(edit: fixed the images)
After a long hiatus, we return to our regularly scheduled programming with a 2-part series that will address some wild claims Oracle has been making recently.
I’m pleased to introduce Jeffrey Steiner, ex-Oracle employee and all-around DB performance wizard. He helps some of our largest customers with designing high performance solutions for Oracle DBs:
Greetings from a guest-blogger.
I’m one of the original NetApp customers.

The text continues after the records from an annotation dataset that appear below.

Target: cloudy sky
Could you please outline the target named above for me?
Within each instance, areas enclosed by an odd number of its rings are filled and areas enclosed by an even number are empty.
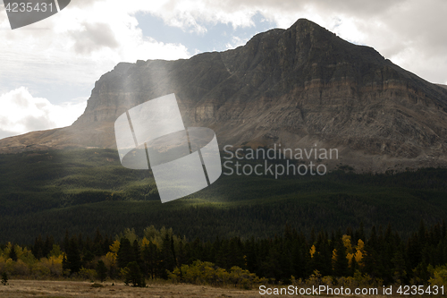
[[[72,0],[11,30],[0,2],[0,139],[70,125],[119,62],[188,58],[307,18],[447,84],[446,0]]]

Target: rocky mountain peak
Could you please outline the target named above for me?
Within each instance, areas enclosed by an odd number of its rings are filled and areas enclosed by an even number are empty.
[[[224,52],[118,64],[71,127],[4,139],[0,150],[115,148],[115,119],[170,93],[185,125],[213,128],[222,146],[337,148],[337,163],[359,171],[446,165],[447,89],[306,19]]]

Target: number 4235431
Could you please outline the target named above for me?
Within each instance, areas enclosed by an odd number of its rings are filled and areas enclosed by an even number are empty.
[[[433,294],[433,295],[437,295],[444,294],[444,286],[438,286],[438,285],[401,285],[397,291],[397,294],[400,294],[401,295],[416,295],[416,294]]]
[[[25,3],[8,3],[6,7],[4,7],[6,12],[8,13],[31,13],[31,12],[42,12],[46,13],[46,11],[48,12],[53,12],[53,4],[46,4],[45,2],[42,3],[37,3],[33,4],[30,2]]]

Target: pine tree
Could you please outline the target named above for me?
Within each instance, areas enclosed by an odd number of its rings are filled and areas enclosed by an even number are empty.
[[[78,248],[78,239],[74,236],[70,239],[69,242],[67,251],[67,264],[71,273],[79,272],[82,266],[80,261],[80,252]]]
[[[13,261],[17,261],[17,252],[15,252],[14,244],[11,245],[11,250],[9,251],[9,258]]]
[[[3,285],[6,285],[8,284],[8,274],[6,272],[2,274],[2,284]]]
[[[127,264],[132,261],[135,261],[135,254],[131,242],[127,238],[122,238],[116,256],[118,268],[126,268]]]
[[[97,277],[99,278],[101,283],[103,283],[107,277],[107,268],[105,267],[105,264],[102,260],[99,260],[97,261]]]

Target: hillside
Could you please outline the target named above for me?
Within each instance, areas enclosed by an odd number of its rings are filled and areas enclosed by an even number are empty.
[[[447,170],[325,176],[222,175],[207,189],[162,204],[149,171],[122,167],[113,149],[0,155],[0,243],[31,243],[41,234],[93,236],[154,225],[188,239],[273,237],[286,224],[312,228],[392,224],[402,235],[421,219],[447,217]]]
[[[116,118],[170,93],[221,148],[337,148],[358,172],[447,166],[447,89],[305,19],[225,52],[119,64],[72,126],[1,140],[0,152],[115,149]]]

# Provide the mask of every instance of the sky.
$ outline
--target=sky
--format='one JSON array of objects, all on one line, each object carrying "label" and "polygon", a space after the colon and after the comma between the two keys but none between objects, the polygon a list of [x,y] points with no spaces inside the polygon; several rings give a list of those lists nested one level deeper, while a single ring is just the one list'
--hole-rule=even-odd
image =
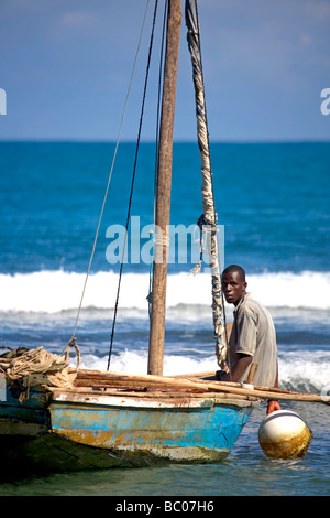
[{"label": "sky", "polygon": [[[164,1],[141,136],[147,141],[156,132]],[[0,140],[116,141],[146,4],[0,0]],[[198,10],[210,140],[330,139],[330,115],[321,111],[330,0],[200,0]],[[151,0],[121,140],[138,137],[153,11]],[[185,23],[174,137],[196,140]]]}]

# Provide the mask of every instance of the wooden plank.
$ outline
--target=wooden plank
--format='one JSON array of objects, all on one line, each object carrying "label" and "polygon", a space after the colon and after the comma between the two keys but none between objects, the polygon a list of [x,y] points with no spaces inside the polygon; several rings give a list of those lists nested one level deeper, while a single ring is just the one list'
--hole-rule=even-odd
[{"label": "wooden plank", "polygon": [[213,382],[204,382],[200,381],[189,381],[185,379],[175,379],[169,377],[162,376],[135,376],[128,374],[119,373],[99,373],[99,371],[78,371],[75,384],[79,386],[128,386],[134,388],[160,388],[167,389],[173,388],[183,391],[198,390],[198,391],[213,391],[213,392],[227,392],[235,393],[241,396],[249,396],[253,398],[261,399],[271,399],[277,398],[283,400],[290,401],[310,401],[310,402],[321,402],[330,404],[330,401],[327,398],[315,395],[315,393],[301,393],[286,390],[273,389],[271,387],[255,387],[254,389],[248,389],[240,386],[233,386],[233,384],[213,381]]}]

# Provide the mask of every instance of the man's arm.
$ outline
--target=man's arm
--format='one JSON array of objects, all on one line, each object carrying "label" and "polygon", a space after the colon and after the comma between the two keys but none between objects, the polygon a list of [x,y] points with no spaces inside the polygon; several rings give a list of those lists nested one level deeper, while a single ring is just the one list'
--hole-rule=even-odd
[{"label": "man's arm", "polygon": [[231,373],[224,374],[223,370],[217,371],[217,377],[221,381],[239,381],[241,376],[245,373],[249,365],[252,363],[253,356],[248,354],[239,354],[239,359],[235,361]]},{"label": "man's arm", "polygon": [[252,364],[253,356],[248,354],[239,354],[239,359],[235,361],[231,370],[231,381],[239,381],[241,376],[245,373],[249,365]]}]

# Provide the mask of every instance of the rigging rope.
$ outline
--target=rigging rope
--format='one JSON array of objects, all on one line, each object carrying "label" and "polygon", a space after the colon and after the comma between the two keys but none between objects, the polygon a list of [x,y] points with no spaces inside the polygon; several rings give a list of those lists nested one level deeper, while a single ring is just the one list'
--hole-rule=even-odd
[{"label": "rigging rope", "polygon": [[[156,191],[157,191],[157,179],[158,179],[158,162],[160,162],[160,121],[161,121],[161,97],[162,97],[162,76],[163,76],[163,60],[164,60],[164,44],[166,33],[166,20],[168,12],[168,0],[165,1],[164,15],[163,15],[163,31],[162,31],[162,45],[161,45],[161,58],[160,58],[160,73],[158,73],[158,99],[157,99],[157,123],[156,123],[156,154],[155,154],[155,175],[154,175],[154,216],[153,216],[153,230],[150,231],[151,239],[153,239],[152,255],[154,256],[155,247],[155,219],[156,219]],[[148,281],[148,316],[151,317],[152,311],[152,277],[153,277],[154,261],[151,261],[150,266],[150,281]]]},{"label": "rigging rope", "polygon": [[[109,177],[108,177],[108,183],[107,183],[106,193],[105,193],[105,197],[103,197],[103,203],[102,203],[102,206],[101,206],[99,222],[98,222],[98,225],[97,225],[96,236],[95,236],[95,240],[94,240],[94,245],[92,245],[92,250],[91,250],[91,255],[90,255],[90,259],[89,259],[89,263],[88,263],[87,273],[86,273],[86,277],[85,277],[85,282],[84,282],[80,303],[79,303],[79,307],[78,307],[78,312],[77,312],[77,316],[76,316],[74,333],[73,333],[73,336],[69,339],[66,348],[69,348],[72,346],[76,346],[76,333],[77,333],[77,327],[78,327],[78,321],[79,321],[81,306],[82,306],[82,301],[84,301],[86,287],[87,287],[87,281],[88,281],[88,278],[89,278],[90,268],[91,268],[91,263],[92,263],[92,259],[94,259],[94,255],[95,255],[95,250],[96,250],[96,246],[97,246],[97,240],[98,240],[100,225],[101,225],[101,220],[102,220],[102,216],[103,216],[103,212],[105,212],[105,206],[106,206],[106,202],[107,202],[107,197],[108,197],[108,192],[109,192],[110,182],[111,182],[111,177],[112,177],[112,172],[113,172],[113,168],[114,168],[114,162],[116,162],[116,158],[117,158],[117,151],[118,151],[118,147],[119,147],[119,141],[120,141],[120,137],[121,137],[121,131],[122,131],[122,127],[123,127],[123,122],[124,122],[124,118],[125,118],[127,107],[128,107],[129,97],[130,97],[131,87],[132,87],[133,77],[134,77],[134,72],[135,72],[135,67],[136,67],[138,56],[139,56],[139,53],[140,53],[140,47],[141,47],[141,42],[142,42],[142,35],[143,35],[143,32],[144,32],[144,25],[145,25],[145,21],[146,21],[148,4],[150,4],[150,0],[147,0],[146,7],[145,7],[144,18],[143,18],[142,28],[141,28],[141,32],[140,32],[140,37],[139,37],[139,43],[138,43],[138,48],[136,48],[136,52],[135,52],[135,58],[134,58],[133,68],[132,68],[132,73],[131,73],[131,78],[130,78],[130,83],[129,83],[129,87],[128,87],[128,91],[127,91],[124,108],[123,108],[123,112],[122,112],[122,117],[121,117],[120,128],[119,128],[118,138],[117,138],[117,142],[116,142],[112,163],[111,163],[111,168],[110,168],[110,172],[109,172]],[[64,350],[66,350],[66,348]]]},{"label": "rigging rope", "polygon": [[116,321],[117,321],[118,303],[119,303],[119,293],[120,293],[120,287],[121,287],[121,278],[122,278],[123,262],[124,262],[123,259],[124,259],[124,253],[125,253],[127,239],[128,239],[128,231],[129,231],[129,224],[130,224],[130,216],[131,216],[131,206],[132,206],[132,198],[133,198],[133,188],[134,188],[135,174],[136,174],[138,154],[139,154],[139,148],[140,148],[140,139],[141,139],[141,130],[142,130],[142,122],[143,122],[143,115],[144,115],[144,104],[145,104],[145,96],[146,96],[146,87],[147,87],[147,79],[148,79],[148,72],[150,72],[151,55],[152,55],[152,48],[153,48],[153,40],[154,40],[154,30],[155,30],[155,21],[156,21],[157,6],[158,6],[158,0],[155,1],[154,18],[153,18],[153,26],[152,26],[152,34],[151,34],[150,46],[148,46],[148,56],[147,56],[147,65],[146,65],[146,73],[145,73],[145,82],[144,82],[142,108],[141,108],[141,116],[140,116],[139,132],[138,132],[138,142],[136,142],[136,149],[135,149],[135,159],[134,159],[133,175],[132,175],[132,183],[131,183],[131,193],[130,193],[130,201],[129,201],[129,208],[128,208],[128,216],[127,216],[125,237],[124,237],[124,244],[123,244],[123,250],[122,250],[122,259],[121,259],[121,263],[120,263],[120,273],[119,273],[118,290],[117,290],[117,298],[116,298],[116,304],[114,304],[114,314],[113,314],[112,331],[111,331],[111,337],[110,337],[110,347],[109,347],[109,356],[108,356],[108,366],[107,366],[107,370],[109,370],[109,368],[110,368],[111,354],[112,354],[112,345],[113,345],[113,337],[114,337],[114,326],[116,326]]},{"label": "rigging rope", "polygon": [[[193,63],[193,77],[196,99],[196,117],[198,145],[201,159],[202,176],[202,204],[204,214],[198,219],[200,231],[206,235],[209,250],[209,263],[212,278],[212,314],[216,339],[216,355],[220,366],[227,367],[228,339],[226,328],[226,312],[223,292],[221,285],[221,268],[219,245],[217,238],[217,214],[215,206],[215,192],[212,182],[212,170],[210,160],[210,143],[205,100],[204,74],[200,52],[200,32],[196,0],[186,0],[186,25],[188,29],[187,41]],[[200,238],[201,240],[201,238]],[[196,267],[198,271],[200,261]],[[222,365],[221,365],[222,364]]]}]

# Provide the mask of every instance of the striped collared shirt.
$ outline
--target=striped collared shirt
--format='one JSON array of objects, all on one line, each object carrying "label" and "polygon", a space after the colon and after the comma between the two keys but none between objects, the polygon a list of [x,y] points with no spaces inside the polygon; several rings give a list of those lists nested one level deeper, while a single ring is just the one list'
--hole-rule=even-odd
[{"label": "striped collared shirt", "polygon": [[[277,374],[276,334],[271,313],[246,293],[234,312],[234,322],[229,341],[230,366],[239,359],[239,353],[253,356],[257,364],[254,385],[274,387]],[[248,378],[245,370],[240,381]]]}]

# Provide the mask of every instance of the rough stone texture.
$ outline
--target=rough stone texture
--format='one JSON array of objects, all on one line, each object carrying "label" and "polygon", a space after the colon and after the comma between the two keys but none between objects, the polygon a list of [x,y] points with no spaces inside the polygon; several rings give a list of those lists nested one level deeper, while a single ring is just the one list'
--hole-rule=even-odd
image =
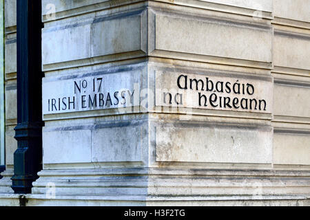
[{"label": "rough stone texture", "polygon": [[274,16],[280,18],[310,21],[309,0],[273,0]]}]

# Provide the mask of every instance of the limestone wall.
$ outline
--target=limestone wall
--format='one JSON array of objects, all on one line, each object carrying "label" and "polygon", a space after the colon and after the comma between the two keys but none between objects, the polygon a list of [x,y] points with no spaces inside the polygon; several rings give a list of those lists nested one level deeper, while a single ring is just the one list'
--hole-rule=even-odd
[{"label": "limestone wall", "polygon": [[[8,168],[17,147],[14,2],[6,1]],[[94,204],[106,195],[151,205],[176,195],[196,204],[194,195],[205,205],[309,199],[309,6],[42,0],[43,170],[31,202],[45,204],[51,182],[58,195],[99,197]]]}]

I bought my first NetApp in 1995 (I have a 3-digit support case in the system) and it was an F330. I think it came with 512MB SCSI drives, and maxed out at 16GB. It met our performance needs, it was reliable, and it was cost effective. I continued to buy more over the following years at other employers. We must have been close to the first company to run Oracle databases on NetApp storage. It was late 1999. Again, it met our performance needs, it was reliable, and it was cost effective. My employer immediately prior to joining NetApp was Oracle.
I’m now with NetApp product operations as the principal architect for enterprise solutions, which usually means a big Oracle database is involved, but it can also include DB2, SAS, MongoDB, and others.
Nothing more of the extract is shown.